East of the Wall

Farmer's Almanac

(Forgotten Empire; 2008)

By Christopher Alexander | 11 September 2009

The driver turns his stereo up. A guitar comes on, tense, high pitched, and percolating—it sounds to him like it’s scratching its way out of the speaker. It finds no luck, and is forced to enlist a snare drum as a battering ram. A bass guitar soon flutters behind, all nervous energy, running around like an elephant that’s seen a mouse. All of these elements react to each other like chemicals, and sure enough, it explodes all at once, right as it begins to rain outside his car. He can’t distinguish between the rhythm section and the thunderclaps, but the guitar makes him involuntarily clench his shoulders. His trained ear recognizes dissonance (an open string and flat second, with tube distortion; sounds like glass breaking) but his soul is terrified, and wants to know how it got to this place where the stereo mocks the fact that his very own survival is in his hands. There’s a treacherous turn up ahead, and the music roils again, this time the bass-as-elephant rumbles with a bass drum. It would be unbearable if it weren’t also thrilling. The driver narrows his eyes, maintains his high speed, and makes his turn, and the music makes a dramatic slash—and suddenly leaps from its killing fields, beautiful, looping and unified. The driver relaxes, exhales. The problem isn’t over— the rain is still driving, the roads slippery, and the music, even with its ringing jazz chords, still acts like it is hiding something—but the ride is smoother.

The name of this song is “I Am Crying Non-Stop Hysterically.”

“You know,” he turns to his passenger, her eyes wide and grinning, oblivious this whole time to the road and held in thrall, instead, to the overwhelming majesty of the music, “this almost reminds me a bit like…Rush.”

“You say that,” she turns hotly, annoyed at the interruption, “like it could possibly be a bad thing.”
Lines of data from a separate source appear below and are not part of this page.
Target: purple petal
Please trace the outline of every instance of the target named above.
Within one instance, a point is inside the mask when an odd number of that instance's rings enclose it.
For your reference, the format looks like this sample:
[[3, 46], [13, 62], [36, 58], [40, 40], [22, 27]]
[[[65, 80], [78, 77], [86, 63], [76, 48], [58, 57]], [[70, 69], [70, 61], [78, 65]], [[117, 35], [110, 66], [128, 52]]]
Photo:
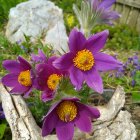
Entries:
[[91, 131], [91, 120], [83, 111], [79, 112], [79, 117], [76, 119], [75, 124], [81, 131]]
[[31, 54], [31, 58], [34, 62], [47, 62], [47, 57], [42, 50], [38, 50], [38, 56]]
[[55, 128], [58, 121], [57, 114], [53, 111], [47, 117], [45, 117], [42, 126], [42, 136], [49, 135]]
[[52, 65], [52, 62], [55, 61], [58, 57], [57, 56], [52, 56], [48, 59], [47, 63]]
[[122, 67], [122, 63], [114, 59], [114, 57], [104, 54], [97, 53], [94, 55], [95, 67], [100, 71], [115, 70]]
[[74, 135], [74, 124], [59, 121], [56, 126], [56, 134], [59, 140], [72, 140]]
[[86, 38], [77, 29], [74, 28], [70, 32], [70, 35], [69, 35], [69, 49], [70, 49], [71, 52], [76, 53], [77, 51], [82, 50], [85, 42], [86, 42]]
[[22, 85], [18, 84], [10, 91], [10, 93], [22, 94], [22, 93], [27, 92], [29, 89], [30, 89], [30, 87], [26, 87], [26, 86], [22, 86]]
[[18, 57], [18, 60], [20, 62], [20, 66], [22, 70], [30, 70], [31, 69], [31, 65], [22, 57]]
[[103, 93], [103, 83], [102, 78], [100, 77], [99, 73], [93, 68], [90, 71], [87, 71], [85, 74], [85, 79], [87, 85], [94, 89], [98, 93]]
[[69, 73], [72, 84], [76, 87], [77, 90], [80, 90], [84, 81], [83, 72], [72, 66], [69, 70]]
[[78, 107], [80, 110], [84, 111], [85, 114], [87, 114], [87, 116], [91, 117], [91, 118], [99, 118], [100, 117], [100, 112], [97, 108], [95, 107], [91, 107], [88, 105], [84, 105], [81, 103], [77, 103]]
[[73, 64], [73, 58], [74, 56], [72, 53], [64, 54], [53, 62], [53, 66], [61, 70], [68, 70]]
[[54, 98], [54, 94], [55, 92], [54, 91], [43, 91], [42, 94], [41, 94], [41, 99], [43, 102], [47, 102], [47, 101], [50, 101]]
[[102, 2], [99, 5], [99, 8], [109, 8], [111, 7], [116, 0], [102, 0]]
[[20, 64], [15, 60], [3, 61], [3, 67], [11, 73], [20, 72]]
[[17, 84], [19, 84], [18, 83], [18, 75], [19, 74], [15, 74], [15, 73], [7, 74], [6, 76], [4, 76], [2, 78], [2, 83], [6, 86], [14, 87]]
[[92, 35], [86, 42], [85, 48], [90, 50], [93, 54], [101, 50], [107, 40], [107, 37], [109, 35], [108, 30], [104, 30], [102, 32], [99, 32], [95, 35]]
[[24, 98], [28, 98], [29, 97], [29, 94], [32, 92], [33, 90], [33, 87], [31, 87], [27, 92], [24, 93]]

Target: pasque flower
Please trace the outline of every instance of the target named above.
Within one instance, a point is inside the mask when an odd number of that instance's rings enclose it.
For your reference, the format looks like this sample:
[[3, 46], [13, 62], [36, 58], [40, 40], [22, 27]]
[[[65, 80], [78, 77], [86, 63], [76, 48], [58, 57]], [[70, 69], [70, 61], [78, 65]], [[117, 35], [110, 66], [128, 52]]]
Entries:
[[2, 105], [0, 103], [0, 119], [4, 119], [5, 118], [5, 115], [4, 115], [4, 112], [3, 112], [3, 109], [2, 109]]
[[46, 102], [54, 98], [55, 92], [65, 72], [56, 69], [52, 62], [56, 57], [50, 57], [46, 63], [36, 65], [36, 88], [43, 91], [41, 99]]
[[69, 72], [76, 89], [81, 89], [85, 81], [90, 88], [102, 93], [103, 84], [98, 71], [115, 70], [122, 66], [112, 56], [99, 52], [104, 47], [108, 34], [108, 30], [105, 30], [86, 39], [77, 29], [71, 31], [70, 52], [56, 59], [53, 65]]
[[31, 59], [32, 61], [38, 63], [38, 62], [41, 62], [41, 63], [46, 63], [47, 62], [47, 57], [46, 55], [44, 54], [44, 52], [42, 50], [38, 50], [38, 55], [35, 55], [35, 54], [31, 54]]
[[91, 119], [99, 117], [98, 109], [80, 103], [77, 98], [65, 98], [54, 104], [44, 117], [42, 136], [49, 135], [55, 128], [59, 140], [72, 140], [74, 126], [90, 132]]
[[120, 14], [113, 11], [111, 6], [116, 0], [88, 0], [93, 8], [93, 12], [98, 13], [97, 23], [112, 25], [112, 21], [119, 18]]
[[10, 93], [28, 96], [33, 88], [34, 74], [31, 65], [22, 57], [16, 60], [5, 60], [3, 67], [10, 73], [2, 78], [2, 83], [12, 87]]

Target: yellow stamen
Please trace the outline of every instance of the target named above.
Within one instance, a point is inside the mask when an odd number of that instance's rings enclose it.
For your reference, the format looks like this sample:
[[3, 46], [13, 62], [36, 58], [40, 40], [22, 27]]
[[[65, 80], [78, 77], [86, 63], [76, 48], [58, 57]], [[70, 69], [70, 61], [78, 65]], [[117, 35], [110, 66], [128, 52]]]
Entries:
[[72, 101], [63, 101], [58, 106], [56, 112], [61, 121], [70, 122], [77, 116], [77, 106]]
[[18, 76], [18, 82], [23, 86], [31, 86], [31, 76], [30, 76], [30, 70], [22, 71]]
[[59, 84], [61, 76], [58, 74], [52, 74], [47, 80], [47, 85], [51, 90], [55, 90]]
[[90, 70], [94, 65], [94, 56], [91, 51], [84, 49], [78, 51], [73, 59], [74, 66], [83, 71]]

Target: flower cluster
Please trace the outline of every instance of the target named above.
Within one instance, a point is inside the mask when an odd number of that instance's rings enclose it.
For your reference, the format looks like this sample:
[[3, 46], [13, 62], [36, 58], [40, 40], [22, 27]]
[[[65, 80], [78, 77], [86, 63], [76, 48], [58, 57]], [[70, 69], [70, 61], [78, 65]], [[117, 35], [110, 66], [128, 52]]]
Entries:
[[[91, 16], [93, 19], [91, 22], [87, 20], [86, 26], [91, 26], [93, 21], [98, 23], [99, 20], [101, 23], [112, 24], [111, 21], [119, 17], [110, 9], [114, 2], [115, 0], [110, 0], [110, 2], [107, 0], [87, 1], [87, 7], [84, 7], [87, 8], [88, 15], [82, 17], [85, 18], [84, 21]], [[85, 12], [84, 7], [82, 10]], [[84, 21], [80, 21], [82, 27], [85, 26]], [[90, 32], [91, 28], [86, 30]], [[78, 91], [84, 84], [101, 94], [103, 93], [103, 81], [100, 72], [122, 69], [121, 62], [100, 51], [106, 44], [109, 31], [104, 30], [88, 36], [86, 30], [83, 33], [82, 30], [74, 28], [70, 32], [69, 52], [61, 56], [53, 54], [48, 57], [39, 50], [38, 55], [31, 54], [31, 63], [21, 56], [17, 60], [3, 62], [3, 67], [9, 71], [9, 74], [2, 78], [2, 83], [11, 87], [11, 94], [27, 97], [33, 89], [36, 89], [41, 91], [43, 102], [54, 102], [58, 100], [57, 95], [62, 94], [61, 99], [59, 98], [59, 101], [52, 105], [44, 117], [42, 136], [51, 134], [55, 129], [59, 140], [72, 140], [74, 126], [83, 132], [90, 132], [91, 122], [100, 117], [100, 112], [97, 108], [83, 104], [77, 98], [79, 97]], [[76, 97], [63, 92], [60, 85], [63, 84], [64, 79], [70, 79], [69, 82], [77, 91]]]
[[[27, 97], [33, 88], [40, 90], [44, 102], [55, 98], [59, 83], [65, 77], [70, 78], [77, 91], [86, 83], [89, 88], [103, 93], [99, 73], [122, 66], [114, 57], [100, 52], [105, 46], [108, 34], [108, 30], [105, 30], [86, 38], [74, 28], [69, 35], [69, 52], [62, 56], [53, 55], [48, 58], [39, 50], [38, 55], [31, 55], [35, 67], [21, 56], [17, 60], [5, 60], [3, 67], [9, 74], [2, 78], [2, 83], [12, 87], [10, 93], [23, 94], [24, 97]], [[42, 135], [50, 134], [55, 128], [60, 140], [72, 139], [74, 125], [84, 132], [89, 132], [91, 119], [99, 116], [98, 109], [80, 103], [78, 98], [62, 98], [44, 117]], [[69, 135], [66, 132], [69, 132]]]

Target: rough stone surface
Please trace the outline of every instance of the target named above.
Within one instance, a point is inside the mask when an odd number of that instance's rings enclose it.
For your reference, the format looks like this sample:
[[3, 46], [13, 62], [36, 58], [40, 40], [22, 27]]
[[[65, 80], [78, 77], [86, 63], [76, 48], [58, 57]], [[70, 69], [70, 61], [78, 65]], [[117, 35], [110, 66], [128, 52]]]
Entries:
[[45, 43], [62, 53], [67, 51], [67, 35], [60, 8], [48, 0], [30, 0], [10, 9], [6, 36], [11, 42], [25, 40], [24, 34]]
[[[57, 140], [56, 135], [41, 137], [40, 128], [21, 96], [10, 95], [0, 84], [0, 95], [13, 140]], [[125, 93], [118, 87], [108, 104], [98, 106], [101, 117], [93, 122], [89, 134], [75, 129], [74, 140], [135, 140], [136, 129], [128, 111], [123, 111]]]

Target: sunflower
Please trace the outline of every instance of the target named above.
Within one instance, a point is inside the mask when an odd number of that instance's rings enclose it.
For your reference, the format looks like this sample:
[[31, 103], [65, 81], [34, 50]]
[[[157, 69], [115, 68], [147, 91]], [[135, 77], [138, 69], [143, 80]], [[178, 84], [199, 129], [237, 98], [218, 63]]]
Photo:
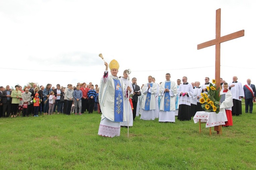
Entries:
[[200, 103], [201, 104], [203, 104], [204, 103], [204, 102], [205, 102], [205, 100], [203, 98], [200, 99], [200, 100], [199, 100], [199, 101], [200, 102]]
[[216, 112], [216, 110], [217, 110], [217, 108], [216, 108], [216, 107], [215, 106], [212, 106], [212, 109], [213, 109], [213, 112]]

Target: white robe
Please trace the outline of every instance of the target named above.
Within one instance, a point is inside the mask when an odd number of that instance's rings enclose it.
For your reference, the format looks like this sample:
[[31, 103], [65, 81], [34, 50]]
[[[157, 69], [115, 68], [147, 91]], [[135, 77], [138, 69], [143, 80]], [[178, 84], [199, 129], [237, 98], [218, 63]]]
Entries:
[[[180, 87], [180, 85], [177, 85], [177, 90]], [[176, 110], [175, 110], [175, 116], [178, 116], [178, 114], [179, 113], [179, 97], [178, 95], [176, 96], [176, 99], [175, 99], [175, 107], [176, 108]]]
[[243, 89], [243, 86], [240, 82], [231, 82], [229, 84], [229, 87], [232, 84], [234, 84], [235, 87], [231, 88], [230, 91], [232, 94], [233, 99], [240, 101], [242, 100], [242, 98], [239, 99], [240, 96], [244, 97], [244, 91]]
[[156, 90], [156, 93], [155, 94], [155, 118], [158, 118], [159, 114], [159, 106], [158, 106], [158, 96], [159, 96], [159, 85], [156, 84], [157, 88]]
[[[153, 82], [149, 83], [152, 83], [152, 87], [150, 87], [148, 90], [148, 83], [147, 83], [145, 84], [144, 86], [142, 88], [142, 93], [143, 94], [144, 97], [142, 98], [141, 106], [141, 116], [140, 116], [140, 119], [143, 120], [154, 120], [155, 118], [155, 95], [157, 91], [157, 86], [156, 84], [154, 83]], [[148, 93], [150, 94], [150, 100], [149, 101], [150, 108], [149, 110], [146, 111], [145, 110], [146, 103], [147, 101], [147, 95]]]
[[192, 96], [191, 104], [197, 105], [197, 94], [200, 89], [195, 88], [193, 89], [193, 94]]
[[[184, 84], [183, 83], [181, 84], [180, 87], [178, 89], [177, 94], [179, 95], [179, 105], [186, 105], [188, 106], [191, 105], [191, 98], [192, 97], [193, 93], [193, 88], [192, 87], [192, 85], [191, 84], [189, 83], [187, 84]], [[187, 92], [189, 97], [186, 95], [184, 96], [180, 96], [181, 92], [184, 93]]]
[[[164, 91], [165, 89], [166, 82], [171, 81], [171, 87], [170, 88], [169, 94], [170, 95], [170, 100], [169, 102], [165, 103]], [[175, 101], [177, 95], [177, 87], [174, 81], [165, 81], [165, 82], [161, 84], [159, 89], [160, 94], [160, 113], [159, 113], [159, 122], [175, 122]], [[164, 111], [165, 105], [170, 105], [170, 110], [168, 111]]]
[[[124, 88], [125, 89], [127, 89], [127, 87], [129, 86], [130, 87], [131, 89], [131, 91], [130, 92], [130, 94], [133, 94], [133, 89], [132, 88], [132, 84], [131, 81], [128, 81], [128, 79], [127, 78], [125, 79], [123, 78], [123, 77], [120, 78], [120, 79], [121, 80], [123, 81], [123, 83], [124, 84]], [[132, 115], [132, 107], [131, 106], [131, 104], [129, 101], [129, 99], [128, 98], [126, 98], [125, 100], [124, 101], [124, 107], [125, 109], [126, 113], [126, 120], [128, 120], [128, 113], [129, 113], [129, 126], [132, 126], [133, 124], [133, 116]], [[128, 109], [129, 109], [129, 112], [128, 112]], [[127, 122], [121, 122], [121, 126], [128, 126], [128, 123]]]
[[[107, 71], [105, 71], [105, 72], [106, 73]], [[115, 106], [114, 94], [116, 87], [114, 79], [118, 80], [119, 78], [111, 74], [108, 74], [107, 77], [103, 77], [100, 86], [100, 91], [99, 93], [99, 102], [102, 114], [98, 134], [110, 137], [120, 136], [120, 122], [114, 121], [115, 109], [113, 106]], [[127, 97], [125, 95], [125, 94], [126, 94], [126, 89], [125, 90], [124, 85], [121, 80], [120, 82], [123, 92], [121, 95], [124, 100], [125, 97]], [[124, 102], [122, 102], [121, 104], [123, 105], [124, 109], [123, 121], [126, 122], [126, 118]]]
[[224, 93], [223, 91], [220, 92], [220, 95], [225, 94], [225, 100], [220, 104], [219, 107], [220, 112], [225, 113], [225, 109], [232, 110], [233, 106], [233, 99], [231, 92], [229, 90], [227, 92]]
(“Hey, where the hell are we going, anyway?” Our heads turn to see Editor-in-Chief Scott Reid sitting up in the back seat, awoken by all the commotion. “Mixed Metaphor City?”)

Indeed. This may be the deal breaker for a lot of undecided, curious listeners: East of the Wall are unapologetically, gloriously, a prog band. Crooked time signatures are favored, and switched at a whim. Chords are dissonant and jazzy, and they require several syllables to spell out. Guitars harmonize over precise rhythms and melodies. Riffs—and oh my God, the riffs!—are borne more often than not out of obscure modes rather than the pentatonic scale. The bass player has six strings and, more often than not, leads the band’s charge. A trumpet player stops by the studio to lend a hand, and probably to play Crypt. The band’s record label describes them as “technical rock.” You have been warned.

Be that as it may, I’m aware of few bands that have made a record with the Zeppelin-esque power of Forgotten Empire. Brett Bamberger slathers all six strings of his bass with Albini-like distortion, and often uses them to play straight 32nd notes. The result is that it often sounds like post-hardcore rather than post-metal: opener “Meat Pendulum” may be straight out of Ride the Lightning (1984) era Metallica , but its follow-up, “Winter Breath,” has stretches where it feels more in keeping with Fugazi circa End Hits (1998). The band’s two guitarists share post-rock’s affinity for delay and echo pedals, but are more interested in their percussive, rhythmic possibilities than atmosphere—see “Century of Excellence,” where their chiming, organ-like guitars provide an anchor for the rhythm section’s mania, building into an intense series of dramatic riffs driven, again, by Bamberger.

Like the best post-hardcore bands, East of the Wall bore easily. No song features standard A B A arrangements, nor are they divvied up into suites (save for an unfortunate, quieter segment in “Clowning Achievement” where the band overplays their prog-indebted hand—it’s the album’s sole misfire, and it’s not even an entire song). The band is often content to stay anchored to a monochordal (a word) groove, but this is neither jamming nor time-keeping; motifs emerge, ideas blossom, a thought can be observed following. When ideas are returned to (as on “Winter Breath” and “I am Crying Non-Stop Hysterically”) it is usually the song’s initial movement—the band only wishes to finish its thought. You can hear the band think “I beat you thought that idea was great, but we were just kidding,” as they add octaves, a riff that shoots like a lazer, the perfect drum fill. “This is how that idea should have sounded.”

East of the Wall are, like Chemtrail, another instrumental rock band hailing from Monmouth County, New Jersey. I’d like to think that, together, they form the Jersey’s Shore’s secret history—music that the burned out pier of Long Branch (long since destroyed) would make, if it could. Chemtrail specializes in hymnals and laments, but East of the Wall is the leavening, purifying fire—their music flies in every direction, like sparks: uncontrollably. Alive and angry in a way no Jersey bar band ever could be (well, maybe one), Farmer’s Almanac may have appeared in the driver’s stereo too late to put it on his best-of list, but it is one of the very best metal records he’s heard in the past twelve months.